The Enterprise: Charles Schwab
Charles Schwab is one of the largest financial services firms in the United States. To improve customer experience, speed up development cycles, and prepare for cloud portability, Charles Schwab is modernizing a significant portion of its applications by migrating to MongoDB-powered microservices. Multiple applications are built on MongoDB, including an authentication app leveraged by retail customers as well as a portfolio management solution utilized by registered investment advisors.
Launch Fast: Coinbase
Coinbase is dedicated to creating an open financial system for the world and defining what the future of finance will look like. To do this, they built the most trusted and regulatory compliant global cryptocurrency trading platform to broker exchanges of Bitcoin, Bitcoin Cash, Ethereum and Litecoin as well as pioneering cryptocurrency indexes and institutional cryptocurrency trading. In 2017, they experienced exponential growth with over 20M+ users and $150B+ being traded on their platform in over 190 countries. The Coinbase engineering team scaled and optimized MongoDB to respond to this unprecedented volume of traffic and to prepare for future waves of cryptocurrency enthusiasm.
Scale: Epic Games
Epic Games develops cutting-edge games and cross-platform gaming engine technology.

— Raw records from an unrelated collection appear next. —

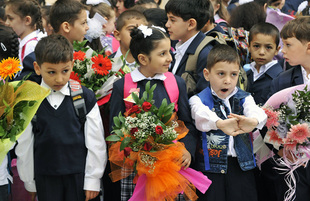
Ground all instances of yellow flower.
[0,57,21,79]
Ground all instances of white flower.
[138,25,153,38]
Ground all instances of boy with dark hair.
[247,22,283,105]
[189,44,267,201]
[50,0,88,44]
[165,0,213,92]
[16,34,107,201]
[269,16,310,201]
[111,10,147,71]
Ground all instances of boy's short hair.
[207,44,240,71]
[34,34,73,66]
[249,22,280,47]
[165,0,211,30]
[280,16,310,42]
[115,9,147,31]
[50,0,87,33]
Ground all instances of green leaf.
[120,137,131,151]
[105,135,121,142]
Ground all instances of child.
[110,26,196,200]
[5,0,45,73]
[16,34,107,201]
[165,0,213,91]
[189,45,267,201]
[247,22,283,105]
[269,16,310,201]
[50,0,88,44]
[111,10,147,71]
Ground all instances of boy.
[189,44,267,201]
[111,10,147,71]
[247,22,283,105]
[50,0,88,44]
[165,0,213,92]
[16,35,107,201]
[269,16,310,201]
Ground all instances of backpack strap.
[124,72,179,111]
[69,79,87,123]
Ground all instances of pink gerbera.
[287,123,310,144]
[263,108,279,128]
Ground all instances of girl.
[5,0,45,62]
[110,25,196,200]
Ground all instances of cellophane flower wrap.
[0,58,49,163]
[106,82,211,201]
[70,40,129,104]
[264,85,310,201]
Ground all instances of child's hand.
[85,190,99,201]
[216,118,241,136]
[178,149,192,170]
[228,113,258,134]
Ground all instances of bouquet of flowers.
[70,40,130,104]
[264,85,310,201]
[106,82,211,201]
[0,58,49,163]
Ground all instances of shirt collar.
[175,32,199,57]
[131,67,166,82]
[41,79,70,96]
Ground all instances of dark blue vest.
[33,87,96,175]
[194,87,255,174]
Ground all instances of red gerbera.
[91,54,112,75]
[70,71,81,83]
[73,50,86,61]
[287,123,310,144]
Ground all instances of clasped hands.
[216,113,258,136]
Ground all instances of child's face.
[67,10,89,43]
[166,13,190,42]
[282,37,310,66]
[203,62,239,99]
[34,61,74,91]
[114,19,146,51]
[5,5,30,39]
[138,38,172,77]
[249,33,279,69]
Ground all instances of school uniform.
[246,60,283,105]
[15,81,107,201]
[169,31,213,91]
[110,68,197,200]
[189,87,267,201]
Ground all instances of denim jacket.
[194,87,256,174]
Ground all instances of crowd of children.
[0,0,310,201]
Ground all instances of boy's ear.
[203,68,210,81]
[187,18,197,31]
[60,22,71,33]
[138,54,149,66]
[113,29,121,41]
[33,61,41,75]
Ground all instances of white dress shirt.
[15,81,107,192]
[189,88,267,157]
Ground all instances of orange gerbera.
[73,50,86,61]
[0,57,21,79]
[91,54,112,75]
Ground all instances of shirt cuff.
[24,181,37,192]
[84,178,100,192]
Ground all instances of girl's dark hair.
[129,27,169,63]
[6,0,44,33]
[0,25,19,60]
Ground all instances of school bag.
[124,72,179,112]
[181,31,247,97]
[31,79,87,125]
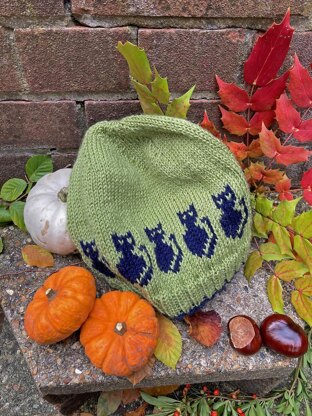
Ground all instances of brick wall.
[0,0,312,184]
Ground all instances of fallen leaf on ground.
[96,390,122,416]
[154,314,182,368]
[22,244,54,268]
[141,384,180,396]
[125,403,148,416]
[127,356,156,386]
[121,389,140,404]
[184,311,222,347]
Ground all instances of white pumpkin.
[24,168,75,255]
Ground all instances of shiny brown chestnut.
[260,313,309,357]
[228,315,262,355]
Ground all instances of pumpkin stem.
[114,322,127,335]
[57,186,68,202]
[46,287,56,300]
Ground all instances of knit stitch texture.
[68,115,251,317]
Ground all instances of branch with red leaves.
[201,10,312,205]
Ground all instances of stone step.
[0,227,298,396]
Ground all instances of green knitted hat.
[68,115,251,317]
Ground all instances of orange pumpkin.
[80,290,158,376]
[24,266,96,344]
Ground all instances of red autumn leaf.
[216,75,249,112]
[244,9,294,87]
[301,168,312,205]
[244,162,285,184]
[250,71,289,111]
[275,94,301,133]
[184,311,222,347]
[259,124,310,166]
[226,142,248,161]
[288,54,312,108]
[247,139,263,157]
[200,110,221,139]
[249,110,274,136]
[219,106,249,136]
[275,176,293,201]
[293,119,312,142]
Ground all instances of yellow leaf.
[291,290,312,326]
[244,251,262,282]
[295,276,312,296]
[154,314,182,368]
[22,244,54,268]
[274,260,309,282]
[267,275,284,314]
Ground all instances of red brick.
[72,0,309,19]
[0,28,21,92]
[139,29,250,95]
[85,100,142,126]
[0,101,81,149]
[0,150,77,184]
[16,27,134,93]
[290,32,312,68]
[0,0,65,17]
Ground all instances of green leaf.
[295,276,312,296]
[96,390,122,416]
[256,197,273,217]
[253,212,268,237]
[259,242,289,261]
[151,68,170,104]
[0,178,27,202]
[10,201,27,231]
[166,85,195,118]
[267,275,284,314]
[154,314,182,368]
[293,210,312,238]
[25,155,53,182]
[291,290,312,326]
[0,207,12,222]
[272,223,295,258]
[274,260,309,282]
[272,197,301,227]
[255,402,265,416]
[117,41,153,84]
[294,235,312,274]
[244,251,263,282]
[132,79,164,115]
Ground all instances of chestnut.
[228,315,262,355]
[260,313,309,357]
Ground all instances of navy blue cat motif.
[112,231,153,286]
[212,185,248,238]
[178,204,218,258]
[80,240,116,277]
[144,223,183,273]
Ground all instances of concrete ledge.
[0,227,298,395]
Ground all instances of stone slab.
[0,227,297,395]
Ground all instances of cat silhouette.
[178,204,218,258]
[80,240,116,277]
[144,223,183,273]
[112,231,153,286]
[212,185,248,239]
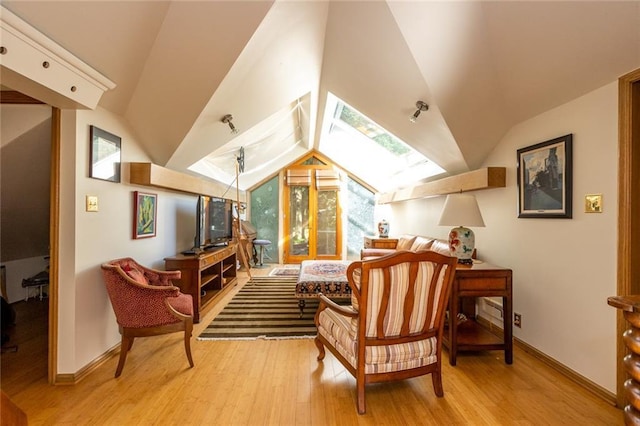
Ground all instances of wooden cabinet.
[164,244,238,322]
[443,263,513,365]
[364,236,398,249]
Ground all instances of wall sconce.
[409,101,429,123]
[222,114,238,135]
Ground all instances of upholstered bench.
[296,260,351,316]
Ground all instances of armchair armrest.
[360,248,396,260]
[145,268,182,286]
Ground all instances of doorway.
[616,69,640,407]
[1,93,60,383]
[282,156,342,263]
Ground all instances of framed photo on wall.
[517,134,573,219]
[89,126,122,182]
[133,191,158,239]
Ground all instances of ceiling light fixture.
[409,101,429,123]
[222,114,238,135]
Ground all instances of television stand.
[164,245,238,323]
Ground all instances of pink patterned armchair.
[315,251,456,414]
[102,257,193,377]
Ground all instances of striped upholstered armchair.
[315,251,456,414]
[102,257,193,377]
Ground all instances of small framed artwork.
[584,194,602,213]
[89,126,122,182]
[133,191,158,239]
[517,134,573,219]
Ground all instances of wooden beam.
[0,90,44,105]
[129,163,246,202]
[378,167,507,204]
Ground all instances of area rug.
[198,277,318,340]
[269,265,300,277]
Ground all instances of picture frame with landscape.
[133,191,158,239]
[517,134,573,219]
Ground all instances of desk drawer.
[458,278,507,291]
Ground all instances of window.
[320,94,444,191]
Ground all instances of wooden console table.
[164,244,238,323]
[443,263,513,365]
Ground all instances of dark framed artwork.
[133,191,158,239]
[517,134,573,219]
[89,126,122,182]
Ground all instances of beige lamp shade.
[438,194,484,264]
[438,194,484,227]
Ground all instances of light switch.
[87,195,98,212]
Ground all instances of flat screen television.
[193,195,233,250]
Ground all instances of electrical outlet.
[513,312,522,328]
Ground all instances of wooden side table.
[443,263,513,365]
[364,236,398,249]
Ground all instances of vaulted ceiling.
[3,1,640,187]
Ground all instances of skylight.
[320,93,444,191]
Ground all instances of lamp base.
[449,226,476,265]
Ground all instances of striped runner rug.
[198,276,318,340]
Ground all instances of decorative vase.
[449,226,476,265]
[378,219,389,238]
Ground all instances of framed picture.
[89,126,121,182]
[518,134,573,219]
[133,191,158,239]
[584,194,602,213]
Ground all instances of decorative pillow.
[411,237,434,252]
[429,240,453,256]
[396,235,416,250]
[122,265,149,285]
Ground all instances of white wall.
[388,82,618,393]
[58,108,196,374]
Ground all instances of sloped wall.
[390,82,618,393]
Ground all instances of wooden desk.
[443,263,513,365]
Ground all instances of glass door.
[283,167,342,263]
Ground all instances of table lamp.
[438,194,484,265]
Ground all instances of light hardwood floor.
[1,269,623,425]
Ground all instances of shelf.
[200,274,219,287]
[129,163,247,203]
[165,245,238,323]
[377,167,507,204]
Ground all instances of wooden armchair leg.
[115,336,133,377]
[314,337,325,361]
[356,380,367,414]
[431,370,444,397]
[184,324,194,368]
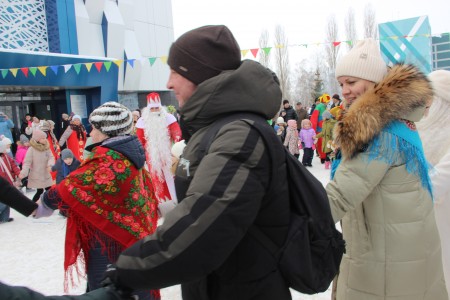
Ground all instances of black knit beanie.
[167,25,241,85]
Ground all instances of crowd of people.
[0,26,450,300]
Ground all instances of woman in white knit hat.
[326,39,448,300]
[36,102,159,299]
[417,70,450,291]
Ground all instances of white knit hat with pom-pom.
[89,102,133,137]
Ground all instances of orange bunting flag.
[29,67,37,77]
[84,63,92,72]
[20,68,28,78]
[9,68,19,77]
[38,66,47,76]
[250,48,259,58]
[94,62,103,73]
[103,61,112,72]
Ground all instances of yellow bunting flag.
[84,63,92,72]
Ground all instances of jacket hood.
[334,65,433,158]
[180,60,281,134]
[102,135,145,169]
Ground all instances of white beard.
[142,107,172,181]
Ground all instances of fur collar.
[334,64,433,158]
[30,139,50,152]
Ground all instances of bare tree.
[275,25,290,100]
[344,7,357,50]
[292,59,315,108]
[259,29,270,68]
[364,3,378,39]
[325,14,340,93]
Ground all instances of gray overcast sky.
[172,0,450,63]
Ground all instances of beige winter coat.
[20,140,55,189]
[327,66,448,300]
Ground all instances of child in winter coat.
[52,148,80,184]
[0,140,20,224]
[283,120,300,159]
[19,128,55,202]
[16,134,30,168]
[316,111,336,170]
[273,117,286,143]
[299,119,316,167]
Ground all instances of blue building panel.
[378,16,432,74]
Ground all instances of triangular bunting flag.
[241,49,248,57]
[38,66,47,76]
[29,67,37,76]
[148,57,156,67]
[20,68,28,78]
[50,66,59,75]
[94,62,103,73]
[84,63,92,72]
[114,59,123,68]
[103,61,112,72]
[63,65,72,73]
[262,47,272,55]
[9,68,19,77]
[72,64,81,75]
[250,48,259,58]
[159,55,168,64]
[127,58,135,68]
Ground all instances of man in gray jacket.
[103,26,291,300]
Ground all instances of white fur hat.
[428,70,450,102]
[336,39,387,83]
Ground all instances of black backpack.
[197,113,345,294]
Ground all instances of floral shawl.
[55,146,158,288]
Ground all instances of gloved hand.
[33,199,53,219]
[101,264,139,300]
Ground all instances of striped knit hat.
[89,102,133,137]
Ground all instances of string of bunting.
[0,32,450,79]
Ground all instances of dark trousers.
[33,187,50,202]
[302,148,314,166]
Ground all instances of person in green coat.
[326,39,448,300]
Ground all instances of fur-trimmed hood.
[334,64,433,158]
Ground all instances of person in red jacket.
[59,115,86,162]
[136,93,181,212]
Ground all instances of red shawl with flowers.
[57,146,158,287]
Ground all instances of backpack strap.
[197,113,285,258]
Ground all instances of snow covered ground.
[0,157,331,300]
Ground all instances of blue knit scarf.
[331,121,433,196]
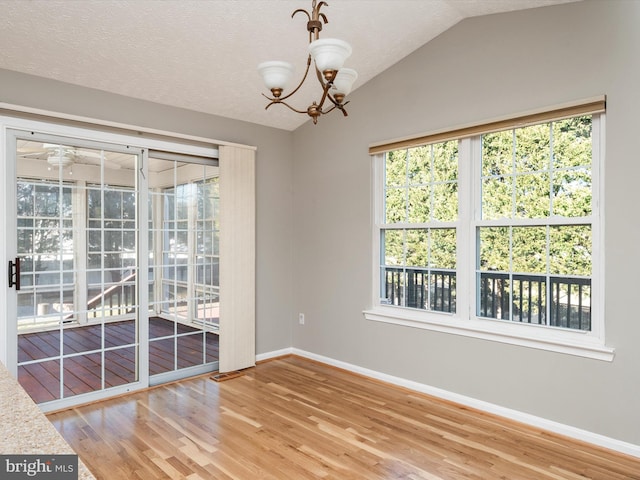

Their massively popular, multi-platform game, Fortnite, has been played by more than 125 million gamers around the globe. The Epic team has implemented a number of best practices and performance improvements to get the best scaling and availability characteristics out of MongoDB.
Data-Driven Business: Freddie Mac
Freddie Mac set out to modernize a number of applications that were previously built on legacy relational databases. One mission-critical application, a property appraisal tool, held massive amounts of property and loan information, but was increasingly expensive and time consuming to update. Turning to MongoDB, Freddie Mac was able to collect information from a variety of different sources in a variety of formats to build a single view of all the information needed to accurately appraise a property. In the months since using MongoDB, Freddie Mac has seen an increase in developer productivity.
Customer Experience: Fresenius Medical Care North America
Fresenius Medical Care North America is the premier health care company focused on providing the highest quality care to people with renal and other chronic conditions. Through its industry-leading network of dialysis facilities, outpatient cardiac and vascular labs, and urgent care centers Fresenius Medical Care North America (FMCNA) provides coordinated health care services at pivotal care points for hundreds of thousands of chronically ill customers throughout the continent.
Since 2015, FMCNA has used MongoDB Enterprise Advanced for a variety of projects to help support their mission to deliver superior care that improves the quality of life of every patient. These projects have included analytics platforms, a data lake and the FHIR platform (a healthcare standard for exchanging medical records securely and at scale). However, the most impactful application has been a single view of the patient platform built on MongoDB. This platform brings together a variety of data sources to ensure the patient, doctors and other caregivers all have a complete understanding of the treatments required and can make adjustments with confidence.
Healthcare: Genomics England
Genomics England, a company owned by the UK government's Department of Health and Social Care, is working with the NHS to sequence 100,000 genomes from patients with rare diseases and their families, as well as patients with common cancer. In the future, there may be a diagnosis where there wasn't one before and, in time, there is the potential of new and more effective personalized treatments for patients.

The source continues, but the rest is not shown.